Plaintext Size	Scheme	Ciphertext Size	Encrypt Time (s)	Decrypt Time (s)	Aggregate Time (s)
1024 (8 KB)	Paillier	372B	43.08	12.70	48.90
	BFV	524KB	0.06	0.04	0.15
	CKKS	1MB	0.17	0.06	0.24

lists the storage and time costs of these three homomorphic encryption schemes in encrypting a vector data. Combined with Figure 13, we find that, although the ciphertext size after encryption by Paillier algorithm is small, its time cost is large. In contrast, both the BFV and CKKS schemes have much less time overhead in encryption, decryption, and aggregation calculations than the Paillier schemes, and they support more operations. As can be seen from Figure 14, the accuracy of the global model under the CKKS scheme encryption is higher than the other two, because both the Paillier and the BFV scheme operate in the integer range, and for floating-point numbers, scaling and rounding are required, which introduce inaccuracy. Therefore, using the CKKS algorithm as the homomorphic encryption scheme not only provides efficient operation speed, but also ensures that the accuracy of global model is not affected.

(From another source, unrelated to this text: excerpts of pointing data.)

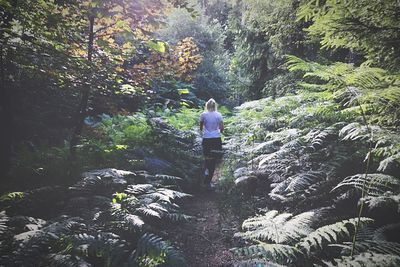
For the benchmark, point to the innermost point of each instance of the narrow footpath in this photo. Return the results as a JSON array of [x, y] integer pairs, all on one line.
[[206, 240]]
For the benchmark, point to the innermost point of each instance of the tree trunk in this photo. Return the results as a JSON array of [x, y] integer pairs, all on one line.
[[84, 98], [6, 107]]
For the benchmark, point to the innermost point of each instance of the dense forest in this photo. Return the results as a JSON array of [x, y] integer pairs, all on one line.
[[101, 150]]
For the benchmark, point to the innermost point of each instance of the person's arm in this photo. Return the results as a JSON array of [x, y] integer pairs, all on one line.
[[201, 123]]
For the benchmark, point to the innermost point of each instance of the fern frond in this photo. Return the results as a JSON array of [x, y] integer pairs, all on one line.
[[256, 263], [375, 184], [331, 233], [383, 247], [382, 200], [304, 180], [354, 131], [280, 228], [63, 260], [153, 247], [139, 189], [168, 177], [367, 259], [276, 252]]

6.3.5. Performance of Blockchain Storage

Finally, we use Hyperledger Fabric as the blockchain platform for our experiments to provide distributed storage capabilities, while we integrate the SmartBFT consensus algorithm for Hyperledger Fabric to make up for its lack of support for BFT-like consensus protocols. Through the SmartBFL algorithm, it can ensure that the local model trained by the clients and the global model aggregated by the servers are correctly recorded on the blockchain for traceability anytime, and avoid single points of failure and malicious attacks, so as to achieve the goal of enhancing robustness. We used a docker to build a blockchain network in the local environment and test its performance (e.g., latency and throughput). Specifically, we set the transaction size to 1024 bytes and configure the Hyperledger Fabric with BatchTimeout = 10 s, MaxMessageCount = 100, AbsoluteMaxBytes = 10 MB and PreferredMaxBytes = 512 KB. We conducted the experiment of the number of consensus nodes with $n=4,7,10,13,16$, respectively, and they all satisfied $3f+1=n$ Byzantine fault-tolerant security corresponding with $f=1,2,3,4,5$, respectively. The results in Figure 15 show that SmartBFT provides a high throughput and low latency while providing $3f+1=n$ robustness.

7. Conclusions and Future Work

In this paper, we propose an efficient trusted federated learning scheme for COVID-19 detection, which is resistant to Byzantine attacks and supports privacy protection. We use pre-trained models to accelerate the training process, improve the detection accuracy, and reduce the communication overhead. To improve the robustness and privacy, we use CKKS fully homomorphic encryption to implement the Multi-Krum secure aggregation scheme, and introduce differential privacy to enhance privacy. In addition, we implement a blockchain with Hyperledger Fabric to promote the transparency of the training process, while integrating SmartBFL consensus to further improve the robustness. Lastly, we evaluate our scheme with a real dataset, and the results show that our scheme is robust with higher detection accuracy and shorter training time.

In future work, we will strive to improve our scheme by conducting more additional experiments to further improve the efficiency and accuracy, and enhance the robustness and privacy. In addition, we also plan to extend our scheme to different medical fields, which will be greatly meaningful.